DOVER SHERBORN PRESS
Kristina Olsen sings songs of peace, a call to understanding.

By Casey Lyons/ Correspondent
Thursday, February 12, 2004

SHERBORN - For those who have been inside the Peace Abbey in Sherborn, for those who have walked through the building and seen the sculptures of Gandhi or JFK, the pictures of cardinals, saints, sisters or monks, all dedicated to peace, or seen the walking shoes of the Peace Pilgrim, it is not a far stretch to say the Peace Abbey is like the Hard Rock Café, except peace is the message here, not rock.

Last Saturday, the Peace Abbey furthered the analogy by hosting two singer/songwriters to play in the Coffee House in the Conference Center.

The stage was dimly backlit by white lights, and raised about a foot above crowd level. In the spotlight, one chair, one guitar and a mike stand waited for noted peace musicians Kristina Olsen Tynes and Jonathan Tynes.

Of the roughly 50 people in attendance, Dot Walsh, Abbey Program coordinator, wondered why she did not see more people from Sherborn, and she invited residents take part in the peace movement that is deeply rooted right in town.

Walsh and Tynes met at a peace conference where Kristina Tynes was performing songs she had written in the wake of Sept. 11. Having lost a sister in the attack, Tynes did not call for revenge like many Americans did that day. Instead, she called for her guitar.

Kristina is an active member of Families for Peaceful Tomorrows, a group of people who lost family members on 9/11 and now travel the world advocating peace.

In February 2002, many victims' families did not like the response they were seeing to the terrorist attacks. Rather than a call for bombs, Families for Peaceful Tomorrows wanted to look deeper into the real problem, and nonviolently fight war and terrorism, she said.

Four months later, Tynes spent two weeks in Afghanistan as part of an 18-member Peace Delegation who traveled the country denouncing innocent civilian causalities of war and calling for peace.

"My message is about understanding and compassion," said Tynes, "I want to reach out to people who are suffering. That is what drew me to Peaceful Tomorrows." I don't want further suffering to be justified by bad decisions, she added.

Tynes, who with her husband, Jonathan, live in Newburyport, has been to the Peace Abbey before, but never to perform.

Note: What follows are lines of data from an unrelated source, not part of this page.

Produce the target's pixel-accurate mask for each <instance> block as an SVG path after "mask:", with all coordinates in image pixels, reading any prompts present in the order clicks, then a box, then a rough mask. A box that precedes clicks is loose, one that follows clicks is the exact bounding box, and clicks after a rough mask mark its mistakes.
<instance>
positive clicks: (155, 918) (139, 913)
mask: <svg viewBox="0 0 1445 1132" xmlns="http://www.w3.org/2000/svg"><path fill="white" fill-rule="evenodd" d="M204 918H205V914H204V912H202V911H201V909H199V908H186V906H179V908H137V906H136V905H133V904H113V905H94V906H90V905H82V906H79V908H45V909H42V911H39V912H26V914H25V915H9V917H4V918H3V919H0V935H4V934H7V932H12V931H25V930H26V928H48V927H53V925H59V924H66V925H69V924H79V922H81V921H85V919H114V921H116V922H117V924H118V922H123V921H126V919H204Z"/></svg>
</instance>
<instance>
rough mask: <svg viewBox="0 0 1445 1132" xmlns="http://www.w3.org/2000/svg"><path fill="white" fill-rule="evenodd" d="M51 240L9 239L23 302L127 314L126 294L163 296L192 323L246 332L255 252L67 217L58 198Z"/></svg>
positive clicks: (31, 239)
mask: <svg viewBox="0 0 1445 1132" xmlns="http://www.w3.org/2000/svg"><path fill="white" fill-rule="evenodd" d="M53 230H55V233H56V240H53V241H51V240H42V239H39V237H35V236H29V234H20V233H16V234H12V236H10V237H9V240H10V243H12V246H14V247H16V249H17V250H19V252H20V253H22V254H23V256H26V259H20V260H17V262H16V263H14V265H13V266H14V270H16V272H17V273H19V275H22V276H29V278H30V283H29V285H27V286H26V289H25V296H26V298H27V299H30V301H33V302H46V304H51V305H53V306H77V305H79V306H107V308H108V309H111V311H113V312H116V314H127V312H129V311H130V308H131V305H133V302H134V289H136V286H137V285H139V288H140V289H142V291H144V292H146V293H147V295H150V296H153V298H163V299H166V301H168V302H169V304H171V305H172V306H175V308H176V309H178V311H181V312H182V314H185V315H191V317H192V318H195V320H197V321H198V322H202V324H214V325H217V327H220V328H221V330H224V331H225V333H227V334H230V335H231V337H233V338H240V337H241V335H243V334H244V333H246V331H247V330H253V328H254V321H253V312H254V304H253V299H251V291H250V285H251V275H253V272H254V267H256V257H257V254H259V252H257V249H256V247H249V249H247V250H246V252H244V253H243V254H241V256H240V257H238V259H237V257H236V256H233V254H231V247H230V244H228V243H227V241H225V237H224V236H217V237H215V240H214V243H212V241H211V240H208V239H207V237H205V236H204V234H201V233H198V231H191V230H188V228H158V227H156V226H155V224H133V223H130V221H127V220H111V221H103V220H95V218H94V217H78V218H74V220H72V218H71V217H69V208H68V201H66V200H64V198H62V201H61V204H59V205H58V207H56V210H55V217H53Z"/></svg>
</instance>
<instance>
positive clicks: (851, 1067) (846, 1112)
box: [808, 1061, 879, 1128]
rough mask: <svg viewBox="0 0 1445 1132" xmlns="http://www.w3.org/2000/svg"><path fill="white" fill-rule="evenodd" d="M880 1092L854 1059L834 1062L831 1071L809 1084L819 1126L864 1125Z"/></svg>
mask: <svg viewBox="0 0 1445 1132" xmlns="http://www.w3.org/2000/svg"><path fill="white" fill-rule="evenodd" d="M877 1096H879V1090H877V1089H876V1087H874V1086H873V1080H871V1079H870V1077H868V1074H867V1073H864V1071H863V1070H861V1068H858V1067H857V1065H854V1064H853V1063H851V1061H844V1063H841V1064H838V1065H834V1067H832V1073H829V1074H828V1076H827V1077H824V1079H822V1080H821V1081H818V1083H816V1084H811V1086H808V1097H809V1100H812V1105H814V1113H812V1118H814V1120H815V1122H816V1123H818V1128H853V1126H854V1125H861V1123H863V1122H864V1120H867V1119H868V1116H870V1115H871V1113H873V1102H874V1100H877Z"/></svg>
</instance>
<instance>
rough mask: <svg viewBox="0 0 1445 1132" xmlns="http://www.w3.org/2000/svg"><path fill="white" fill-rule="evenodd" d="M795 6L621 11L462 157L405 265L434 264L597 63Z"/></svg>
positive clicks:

"It feels like home when I come back here," she said in her soft-spoken voice. "The work [the Peace Abbey does] is supportive to people who are working for peace. It's a place to come home to," she said.

Both Jonathan and Kristina played like they were at home, each reaching out to the audience and connecting. After nearly every song, someone in the audience would gasp softly in awe and delight.

Jonathan opened up the evening playing original compositions. Sometimes picking, sometimes strumming, he sat swaying back and forth with his eyes closed, and sang in a voice somewhat resembling James Taylor. His message ranged from a political song, entitled "Prisoners," to songs about friendship and advocating peace through understanding.

"I know that you understand," sang Jonathan Tynes. "You and I together can make this a better land." Once Jonathan had finished, Kristina took the stage and pleasured the audience with her skillful guitar progressions, and high, pure-sounding voice. She played a variety of songs that sounded anywhere from bluesy to redemptive. One song, that Tynes called "A Prayer for the Earth," asks us to stop and listen to the earth, and to listen to each other.

"Come back to the earth/ Come back to ourselves/ And listen to the voice of the earth/ And hear the cries of her children," Tynes sang.

Attempting to understand each other, the evening's message went, is the true way to peace, both inner and outer.